Rezension zu Brennende Zeiten (PDF-E-Book)
Dr. med. Mabuse Nr. 202 März/April 2013
Rezension von Gerhard Bliersbach
Dr. med. Mabuse Nr. 2O2 März/April 2013
Thomas Auchter, Brennende Zeiten
»Die Stimme des Intellekts ist leise, aber sie ruht nicht, bis sie
sich Gehör verschafft hat« schrieb 1927 zuversichtlich Sigmund
Freud in seiner Arbeit »Die Zukunft einer Illusion«. Es ist die
Frage, ob Freuds Optimismus heute noch eine realistische
Einschätzung darstellt. Thomas Auchter, der in eigener Praxis
niedergelassene Psychoanalytiker, hat mit seiner Publikation
zumindest seine Besorgnis vorgebracht. So lautet der Subtext seiner
Aufsätze-Sammlung: Ist das selbstreflexive psychoanalytische
Verfahren mit seiner Zeitlupenartigen Nachdenklichkeit und seiner
Rekonstruktionsversuche von Entwicklungsprozessen für unsere
drängenden, brennenden gesellschaftlichen Konfliktlagen noch
angemessen? Thomas Auchter, der sein 40-jähriges Berufsleben
bilanziert, bejaht diese Frage. Für ihn ist die Psychoanalyse
sowohl ein wirksames psychotherapeutisches Verfahren für die
Klärung gravierender individueller Lebensschwierigkeiten als auch
ein einflussreiches kulturkritisches Verfahren zur Aufklärung über
die psychosozialen Lebensbedingungen.
Thomas Auchter erläutert den Erkenntnisgewinn des
psychoanalytischen Verfahrens anhand einer Reihe von Konfliktlagen:
Er kritisiert etwa die in unserem Gesundheitssystem herrschende
Ideologie von Beschleunigung und Verdichtung der
Behandlungsprozesse zugunsten rascher Veränderungen, deren
Nachhaltigkeit sehr fraglich ist. In dem Kapitel »Denk ich an
Deutschland« beschreibt er die transgenerationale Weitergabe der
Beschädigungen deutscher Großeltern an ihre Enkel. Den destruktiven
Folgen dysfunktionaler Sozialisationsbedingungen – wozu die
Prozesse der tiefen Beschämung durch Armut gehören – geht er in den
Kapiteln »Kindheit, Jugend, Gesellschaft und Gewalt« und »Vom
Narzissmus zum Fundamentalismus« im Hinblick auf die Entstehung von
Hass und Gewalt nach. »Wenn meine Hypothese zutreffend ist«, führt
der Autor aus, »dass die terroristische Gewalt vor allem ein
unbewusster Versuch ist, eine individuelle und/oder kollektive
narzisstische Persönlichkeitsproblematik zu lösen, also in einer
Form des ›pathologischen Narzissmus‹ wurzelt, dann müssen alle
Ansätze zu einer Überwindung im Zusammenhang mit der Entwicklung
und Förderung eines ›gesunden Narzissmus‹ gesehen werden«.

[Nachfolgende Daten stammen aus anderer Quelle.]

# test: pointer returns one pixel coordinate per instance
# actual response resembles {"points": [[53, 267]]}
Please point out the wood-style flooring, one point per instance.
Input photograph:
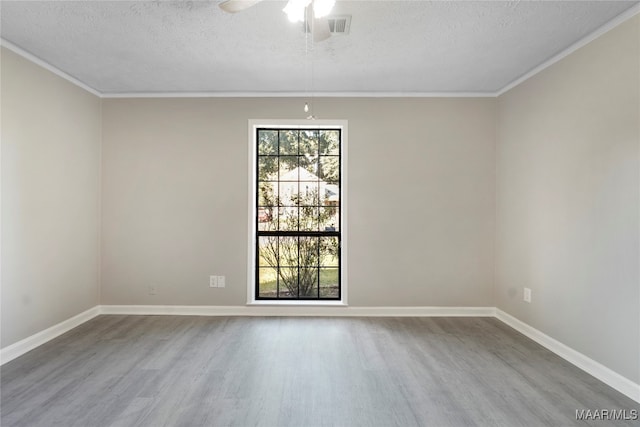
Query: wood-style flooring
{"points": [[284, 371]]}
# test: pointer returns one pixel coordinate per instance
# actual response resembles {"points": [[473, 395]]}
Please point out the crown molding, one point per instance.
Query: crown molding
{"points": [[624, 16], [58, 72], [300, 95]]}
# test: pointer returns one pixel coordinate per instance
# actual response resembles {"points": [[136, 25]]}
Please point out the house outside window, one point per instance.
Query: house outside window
{"points": [[298, 205]]}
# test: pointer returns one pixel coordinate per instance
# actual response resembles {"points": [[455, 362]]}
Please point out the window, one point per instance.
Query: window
{"points": [[298, 214]]}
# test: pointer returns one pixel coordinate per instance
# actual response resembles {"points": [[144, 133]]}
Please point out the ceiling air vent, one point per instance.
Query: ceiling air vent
{"points": [[338, 24]]}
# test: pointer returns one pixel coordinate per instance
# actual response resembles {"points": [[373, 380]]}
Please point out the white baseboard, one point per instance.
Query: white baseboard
{"points": [[601, 372], [21, 347], [293, 310]]}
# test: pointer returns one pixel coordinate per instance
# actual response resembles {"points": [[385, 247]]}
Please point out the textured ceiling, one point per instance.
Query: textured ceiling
{"points": [[393, 46]]}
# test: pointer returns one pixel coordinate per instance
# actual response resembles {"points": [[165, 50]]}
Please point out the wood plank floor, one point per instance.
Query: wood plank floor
{"points": [[244, 371]]}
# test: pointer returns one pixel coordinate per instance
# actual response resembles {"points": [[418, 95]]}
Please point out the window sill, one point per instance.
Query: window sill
{"points": [[298, 303]]}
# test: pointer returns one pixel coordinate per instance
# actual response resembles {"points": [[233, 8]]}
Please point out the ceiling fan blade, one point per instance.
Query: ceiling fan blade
{"points": [[233, 6], [320, 29]]}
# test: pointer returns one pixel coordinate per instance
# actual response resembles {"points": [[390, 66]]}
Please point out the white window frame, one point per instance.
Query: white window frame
{"points": [[254, 124]]}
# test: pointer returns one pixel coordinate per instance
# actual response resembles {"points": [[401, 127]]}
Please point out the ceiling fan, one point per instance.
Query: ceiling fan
{"points": [[314, 17]]}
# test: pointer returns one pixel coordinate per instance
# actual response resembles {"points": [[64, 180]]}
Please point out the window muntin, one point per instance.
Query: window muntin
{"points": [[298, 214]]}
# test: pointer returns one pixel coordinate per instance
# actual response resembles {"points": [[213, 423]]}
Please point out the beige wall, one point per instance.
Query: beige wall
{"points": [[568, 200], [51, 132], [421, 198]]}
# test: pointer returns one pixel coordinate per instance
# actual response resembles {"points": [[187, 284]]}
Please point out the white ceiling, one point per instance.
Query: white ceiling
{"points": [[393, 46]]}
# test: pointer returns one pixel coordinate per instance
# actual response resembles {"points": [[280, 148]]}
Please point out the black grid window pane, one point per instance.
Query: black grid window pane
{"points": [[298, 214]]}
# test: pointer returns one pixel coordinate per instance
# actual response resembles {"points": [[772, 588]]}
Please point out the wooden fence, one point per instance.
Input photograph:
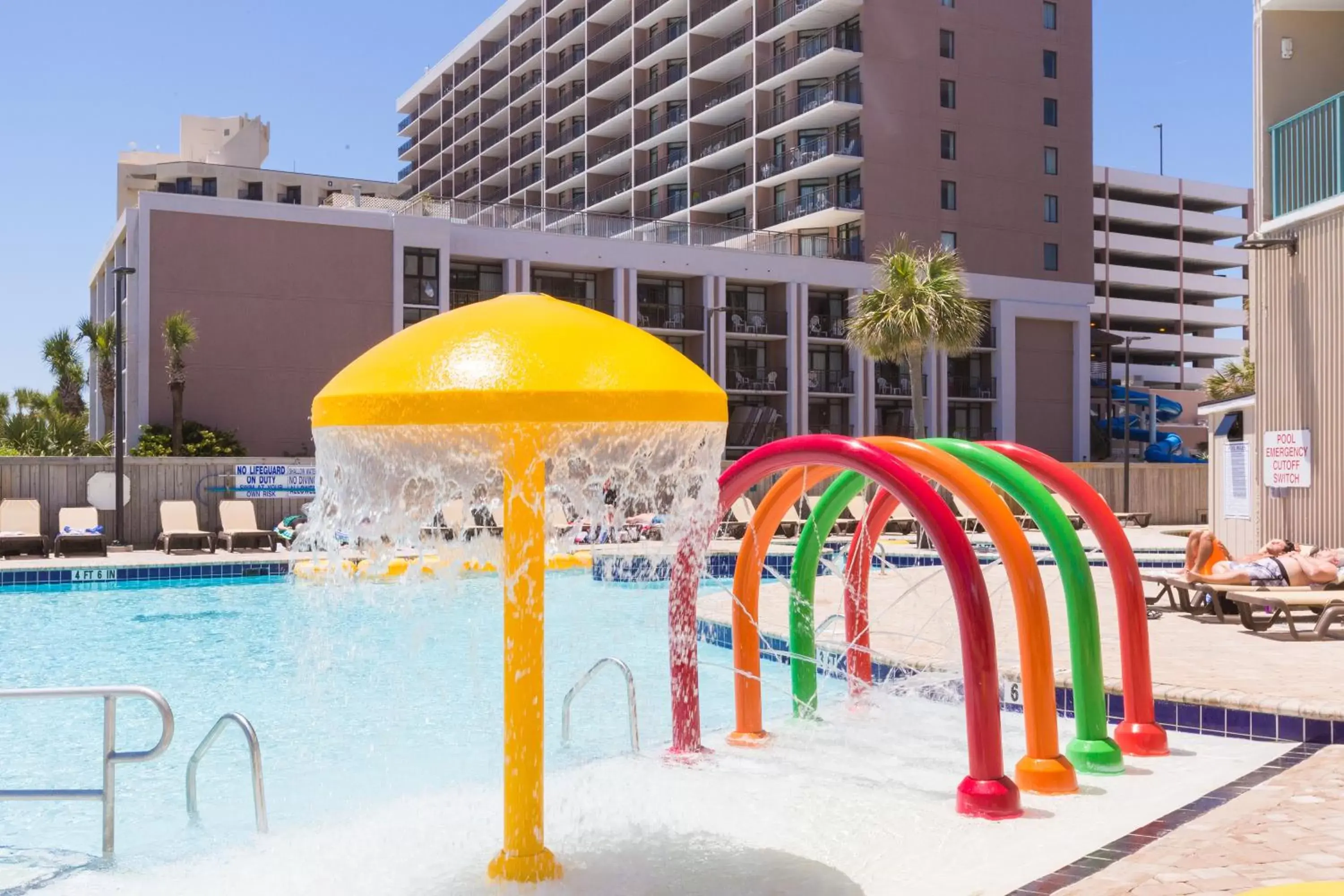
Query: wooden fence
{"points": [[64, 481]]}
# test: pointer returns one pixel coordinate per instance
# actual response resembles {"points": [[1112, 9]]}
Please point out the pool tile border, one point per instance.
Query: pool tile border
{"points": [[1124, 847]]}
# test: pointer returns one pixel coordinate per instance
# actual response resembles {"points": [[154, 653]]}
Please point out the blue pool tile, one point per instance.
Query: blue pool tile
{"points": [[1318, 731], [1264, 726]]}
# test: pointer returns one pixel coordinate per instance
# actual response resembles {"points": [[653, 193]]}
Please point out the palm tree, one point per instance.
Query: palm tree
{"points": [[1234, 378], [62, 357], [101, 339], [179, 334], [920, 304]]}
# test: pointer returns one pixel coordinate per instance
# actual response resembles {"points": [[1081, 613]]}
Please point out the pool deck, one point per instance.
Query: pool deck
{"points": [[1285, 831]]}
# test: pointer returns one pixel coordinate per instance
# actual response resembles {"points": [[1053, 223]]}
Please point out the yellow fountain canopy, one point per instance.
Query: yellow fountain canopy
{"points": [[523, 358]]}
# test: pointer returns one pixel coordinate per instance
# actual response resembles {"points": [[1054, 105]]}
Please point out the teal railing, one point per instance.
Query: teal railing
{"points": [[1307, 156]]}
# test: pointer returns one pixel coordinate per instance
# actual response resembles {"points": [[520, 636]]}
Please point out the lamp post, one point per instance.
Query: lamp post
{"points": [[1128, 342], [120, 412]]}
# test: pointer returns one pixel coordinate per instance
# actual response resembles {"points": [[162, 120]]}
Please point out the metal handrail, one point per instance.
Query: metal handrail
{"points": [[629, 699], [111, 757], [254, 753]]}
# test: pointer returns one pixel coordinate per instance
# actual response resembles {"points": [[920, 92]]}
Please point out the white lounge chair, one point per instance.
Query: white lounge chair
{"points": [[179, 523], [21, 528]]}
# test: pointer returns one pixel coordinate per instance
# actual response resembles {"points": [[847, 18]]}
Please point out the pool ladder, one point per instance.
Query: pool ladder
{"points": [[111, 755], [629, 700], [254, 754]]}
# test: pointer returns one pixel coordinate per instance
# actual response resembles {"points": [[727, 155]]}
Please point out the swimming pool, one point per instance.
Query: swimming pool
{"points": [[378, 710]]}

»Vorurteil, Rassismus und Antisemitismus« versteht er als kollektiv
geteilte, selbst-regulative psychische Formationen, in die das
»fremde eigene Böse«, wie er schreibt, deponiert wird, um es dann
zu bekämpfen und zu vernichten. Insgesamt geht es Thomas Auchter
immer wieder um den Nachweis des Grundgedankens, dass individuelle
und kollektive Strukturen sich in einem gesellschaftlichen Prozess
dialektisch verschränken und in einer spezifischen Konstellation
kumulieren.
Im vorletzten Kapitel erprobt der Autor diesen Gedanken an dem
ehemaligen US-amerikanischen Präsidenten George W. Bush, dessen
eigene Angst eine Politik begünstigte, die Angst zu erzeugen
versuchte. Wie im Fall von Bush die private Bühne zu einer
öffentliche Bühne werden konnte, ist ein enorm komplexer,
unübersichtlicher Prozess. Darüber ist sich der Autor im Klaren.

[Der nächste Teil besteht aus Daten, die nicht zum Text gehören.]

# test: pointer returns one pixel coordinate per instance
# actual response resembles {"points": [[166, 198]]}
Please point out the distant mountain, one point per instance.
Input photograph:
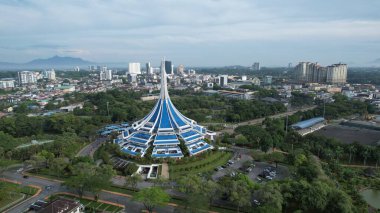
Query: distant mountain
{"points": [[376, 61], [59, 61]]}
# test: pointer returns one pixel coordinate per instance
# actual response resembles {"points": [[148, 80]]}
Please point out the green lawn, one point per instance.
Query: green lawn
{"points": [[209, 163], [11, 192], [91, 205]]}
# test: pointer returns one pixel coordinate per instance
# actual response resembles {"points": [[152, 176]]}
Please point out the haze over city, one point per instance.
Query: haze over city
{"points": [[194, 33]]}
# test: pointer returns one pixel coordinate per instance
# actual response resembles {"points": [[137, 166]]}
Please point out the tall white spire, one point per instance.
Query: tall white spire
{"points": [[164, 88]]}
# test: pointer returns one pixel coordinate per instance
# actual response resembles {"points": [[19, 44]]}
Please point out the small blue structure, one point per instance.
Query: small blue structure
{"points": [[307, 123], [163, 128]]}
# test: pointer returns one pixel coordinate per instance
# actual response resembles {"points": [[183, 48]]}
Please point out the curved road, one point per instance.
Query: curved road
{"points": [[56, 186]]}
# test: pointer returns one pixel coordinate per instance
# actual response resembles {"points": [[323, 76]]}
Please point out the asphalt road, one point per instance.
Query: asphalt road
{"points": [[130, 205], [90, 149], [229, 128]]}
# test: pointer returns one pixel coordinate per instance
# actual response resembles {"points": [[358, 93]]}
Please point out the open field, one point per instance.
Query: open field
{"points": [[13, 193], [349, 135], [204, 165], [92, 205]]}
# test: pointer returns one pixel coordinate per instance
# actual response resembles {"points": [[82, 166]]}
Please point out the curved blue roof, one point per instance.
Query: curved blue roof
{"points": [[307, 123]]}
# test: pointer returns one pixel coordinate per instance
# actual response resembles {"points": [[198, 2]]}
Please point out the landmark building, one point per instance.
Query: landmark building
{"points": [[169, 67], [163, 130], [134, 69], [307, 72]]}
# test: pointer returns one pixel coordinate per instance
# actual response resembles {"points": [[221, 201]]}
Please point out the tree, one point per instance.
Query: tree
{"points": [[339, 202], [9, 155], [365, 154], [338, 152], [88, 177], [152, 197], [130, 169], [210, 190], [190, 184], [351, 150], [240, 195], [132, 181], [57, 166], [315, 197]]}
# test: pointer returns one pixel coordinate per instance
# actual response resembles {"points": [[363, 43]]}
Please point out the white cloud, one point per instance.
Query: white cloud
{"points": [[119, 29]]}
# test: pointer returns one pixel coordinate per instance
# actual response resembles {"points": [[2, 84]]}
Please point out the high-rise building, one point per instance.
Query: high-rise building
{"points": [[223, 80], [256, 66], [169, 68], [108, 75], [27, 77], [268, 79], [134, 69], [164, 129], [7, 83], [148, 68], [337, 74], [180, 69], [313, 72], [49, 74], [105, 74]]}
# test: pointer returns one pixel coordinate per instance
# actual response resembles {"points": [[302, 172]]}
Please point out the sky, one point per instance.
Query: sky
{"points": [[191, 32]]}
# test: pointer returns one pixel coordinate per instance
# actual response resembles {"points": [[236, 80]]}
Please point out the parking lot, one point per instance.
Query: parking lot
{"points": [[258, 168], [119, 163]]}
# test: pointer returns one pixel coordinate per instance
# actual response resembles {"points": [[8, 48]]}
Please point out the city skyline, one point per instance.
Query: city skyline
{"points": [[207, 33]]}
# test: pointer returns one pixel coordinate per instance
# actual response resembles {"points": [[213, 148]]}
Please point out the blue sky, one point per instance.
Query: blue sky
{"points": [[190, 32]]}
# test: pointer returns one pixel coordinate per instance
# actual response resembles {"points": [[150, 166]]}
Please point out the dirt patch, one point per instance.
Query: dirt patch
{"points": [[349, 135]]}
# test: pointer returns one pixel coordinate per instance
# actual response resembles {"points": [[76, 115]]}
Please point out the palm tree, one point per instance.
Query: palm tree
{"points": [[338, 153], [366, 154], [351, 150]]}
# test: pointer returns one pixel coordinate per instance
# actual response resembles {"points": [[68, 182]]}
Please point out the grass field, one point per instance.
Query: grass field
{"points": [[94, 206], [209, 163], [11, 192]]}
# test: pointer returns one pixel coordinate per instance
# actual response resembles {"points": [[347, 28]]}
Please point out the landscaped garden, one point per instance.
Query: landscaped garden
{"points": [[12, 193], [196, 165]]}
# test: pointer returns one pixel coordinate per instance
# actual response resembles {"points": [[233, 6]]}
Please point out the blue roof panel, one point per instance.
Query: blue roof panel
{"points": [[308, 123], [165, 120]]}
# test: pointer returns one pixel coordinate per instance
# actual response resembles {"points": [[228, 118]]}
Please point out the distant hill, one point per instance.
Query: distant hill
{"points": [[376, 61], [59, 61], [53, 62]]}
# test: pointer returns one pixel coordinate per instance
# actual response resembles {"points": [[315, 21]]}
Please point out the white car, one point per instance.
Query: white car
{"points": [[256, 202]]}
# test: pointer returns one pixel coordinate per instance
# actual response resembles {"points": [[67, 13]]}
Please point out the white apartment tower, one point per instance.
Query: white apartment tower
{"points": [[134, 69], [27, 77], [223, 80], [337, 74], [49, 74]]}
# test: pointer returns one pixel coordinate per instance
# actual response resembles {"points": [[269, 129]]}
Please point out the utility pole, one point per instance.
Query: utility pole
{"points": [[108, 111], [286, 125]]}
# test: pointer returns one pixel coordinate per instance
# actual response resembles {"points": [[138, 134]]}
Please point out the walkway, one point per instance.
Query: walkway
{"points": [[57, 187], [165, 171], [90, 149], [229, 128]]}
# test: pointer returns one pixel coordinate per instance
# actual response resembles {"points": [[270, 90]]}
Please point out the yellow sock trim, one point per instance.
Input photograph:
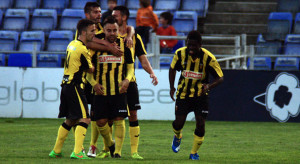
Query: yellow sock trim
{"points": [[61, 137], [119, 135], [196, 144], [177, 133], [134, 133], [105, 133], [94, 133], [79, 138]]}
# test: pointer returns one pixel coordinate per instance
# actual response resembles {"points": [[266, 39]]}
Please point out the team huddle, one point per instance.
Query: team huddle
{"points": [[99, 70]]}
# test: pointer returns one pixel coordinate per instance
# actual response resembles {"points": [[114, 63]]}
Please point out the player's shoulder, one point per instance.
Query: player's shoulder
{"points": [[208, 53]]}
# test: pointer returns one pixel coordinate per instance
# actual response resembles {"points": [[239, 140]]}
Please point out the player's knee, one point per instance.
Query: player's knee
{"points": [[200, 132], [177, 125]]}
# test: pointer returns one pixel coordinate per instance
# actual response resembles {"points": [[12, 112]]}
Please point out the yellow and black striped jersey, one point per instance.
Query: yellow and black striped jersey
{"points": [[138, 48], [110, 70], [78, 60], [99, 30], [194, 72]]}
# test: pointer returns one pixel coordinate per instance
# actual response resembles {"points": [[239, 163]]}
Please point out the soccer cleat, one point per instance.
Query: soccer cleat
{"points": [[55, 155], [92, 151], [103, 154], [112, 150], [176, 144], [194, 156], [80, 155], [136, 156], [117, 155]]}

Aber man kann die Bedingungen der Sozialisation im Fokus behalten,
um die daraus resultierende Not zu erkennen, für die Donald Woods
Winnicott, der englische Pädiater und Psychoanalytiker sowie
Vorbild von Auchter, einen scharfen Blick hatte. »Die antisoziale
Tendenz«, zitiert er Winnicott, der damit das jugendliche Stehlen,
Zerstören oder Betrügen meinte, »ist gewissermaßen der letzte
unbewusste Versuch, eine Beziehung herzustellen, wenn zuvor der
soziale Dialog entgleist ist«. Winnicott war der Autor paradoxer,
kluger Einsichten. »Unreife«, schrieb er, »ist ein wesentliches
Kennzeichen von Gesundheit im Jugendalter«.
So ist Thomas Auchters Buch ein Plädoyer für den Reichtum des
psychoanalytischen Verfahrens, für dessen Lebendigkeit und
Notwendigkeit in unserer turbulenten Welt.